The interconnectedness of the organizational, social and physical environment ( Chaudhury, et al., 2016; Garcia, et al., 2012) makes it difficult to ascertain which environmental aspect is impacting residents’ functioning and well-being. Additionally, it is heuristically challenging to measure a single environmental factor (e.g., studying unit size without considering the impact of a homelike setting) ( Wilkes, et al., 2005). Many studies rely on subjective measures, such as family and staff perceptions ( Garcia, et al., 2012; Reimer, et al., 2004; Smit, et al., 2014). Little attention is paid to the type and/or severity of dementia; certain features may differentially impact individuals depending on their diagnosis ( Zuidema, et al., 2010). There is a need for more research on specific topics, for example—environmental characteristics of bathing areas and bathing options; another area is related to privacy issues in resident rooms and the need to examine comparable effects of single versus double occupancy rooms on outcomes like residents’ quality of sleep, family visitation opportunities, personal care practices, residents’ anxiety levels, etc.
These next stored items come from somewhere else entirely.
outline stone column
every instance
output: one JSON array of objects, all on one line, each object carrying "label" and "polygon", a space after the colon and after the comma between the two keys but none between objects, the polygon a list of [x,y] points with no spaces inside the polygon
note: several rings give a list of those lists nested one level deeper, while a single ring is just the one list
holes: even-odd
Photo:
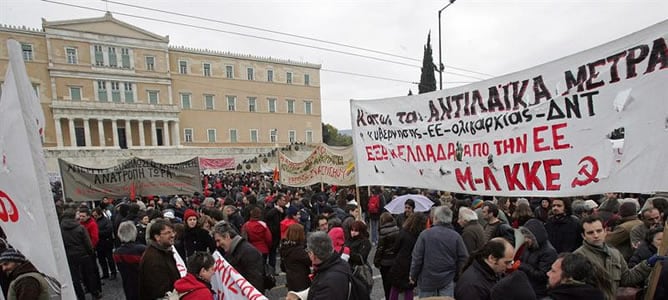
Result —
[{"label": "stone column", "polygon": [[56,123],[56,144],[58,148],[63,147],[63,129],[60,128],[60,118],[55,118]]},{"label": "stone column", "polygon": [[137,127],[139,127],[139,146],[146,146],[146,137],[144,136],[144,120],[139,120],[137,122]]},{"label": "stone column", "polygon": [[125,120],[125,140],[128,149],[132,147],[132,120]]},{"label": "stone column", "polygon": [[116,122],[118,119],[111,119],[111,134],[114,137],[114,147],[118,148],[118,124]]},{"label": "stone column", "polygon": [[174,121],[174,146],[181,146],[181,130],[179,129],[179,121]]},{"label": "stone column", "polygon": [[97,134],[100,136],[100,147],[107,145],[107,141],[104,138],[104,120],[97,119]]},{"label": "stone column", "polygon": [[158,134],[155,132],[155,120],[151,120],[151,145],[158,145]]},{"label": "stone column", "polygon": [[162,141],[165,147],[169,147],[169,121],[162,121]]},{"label": "stone column", "polygon": [[92,146],[92,141],[91,141],[91,138],[90,138],[90,122],[89,121],[90,121],[90,119],[88,119],[88,118],[83,119],[84,136],[85,136],[84,141],[86,141],[86,147]]},{"label": "stone column", "polygon": [[68,125],[70,127],[70,146],[76,147],[77,146],[77,134],[74,131],[74,119],[70,118]]}]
Studies also need to examine contradictory findings regarding spatial layout and maximizing safety.
Future research can substantiate or refute earlier findings and examine unexplored relationships ( Chaudhury, et al., 2013; Wilkes, et al., 2005; Zuidema, et al., 2010). For example, there is a lack of studies utilizing a pre- and post- methodology in this area ( Garcia, et al., 2012). It will also be worthwhile to adopt mixed methods and take into account the subjective perspectives of the residents with dementia ( Chaudhury, et al., 2013). Further, it would be important to include diverse sample populations, for example, cultural/ethnically diverse groups, different stages and types of dementia, and rural settings ( Chaudhury, et al., 2013; Zuidema, et al., 2010). Little is known about specific environmental features responsive to people in different stages of Alzheimer’s disease. Finally, longitudinal research is needed on the effect of environment on residents’ outcomes associated with their cognitive status and functioning levels ( Kok, et al., 2016; Verbeek, et al., 2009).
The preliminary discussion linking empirical evidence with therapeutic goals is an important first step in the provision of a comprehensive and in-depth analysis of the associations between environmental characteristics and therapeutic goals. The goals holistically link environmental characteristics with key quality of life dimensions (cognition, behavior and well-being), thereby grounding the existing evidence in the theoretical knowledge base, and providing an actionable framework for policy and care planning. We believe Table 1 and the associated, albeit brief, narrative will stimulate such analysis and discussion in future work.
The physical environment in care settings has a salient role in enhancing residents’ quality of life and quality of care practices. Specifically, this review highlighted the influence of unit size, spatial layout, homelike character, sensory stimulation, and specific spaces (i.e., dining, bathing, and outdoor spaces) on residents’ behaviors and well-being in dementia care facilities. As people with dementia have heightened sensitivity to environmental stressors and cues, it is important that the physical environment is appropriate and responsive to their cognitive abilities and functioning. At the same time, we need to acknowledge that a good physical environment alone cannot create a therapeutic milieu. The potential of a therapeutic physical setting is meaningfully utilized only when there is a corresponding recognition of the importance of appropriately inspired organizational policies and care/relational practices.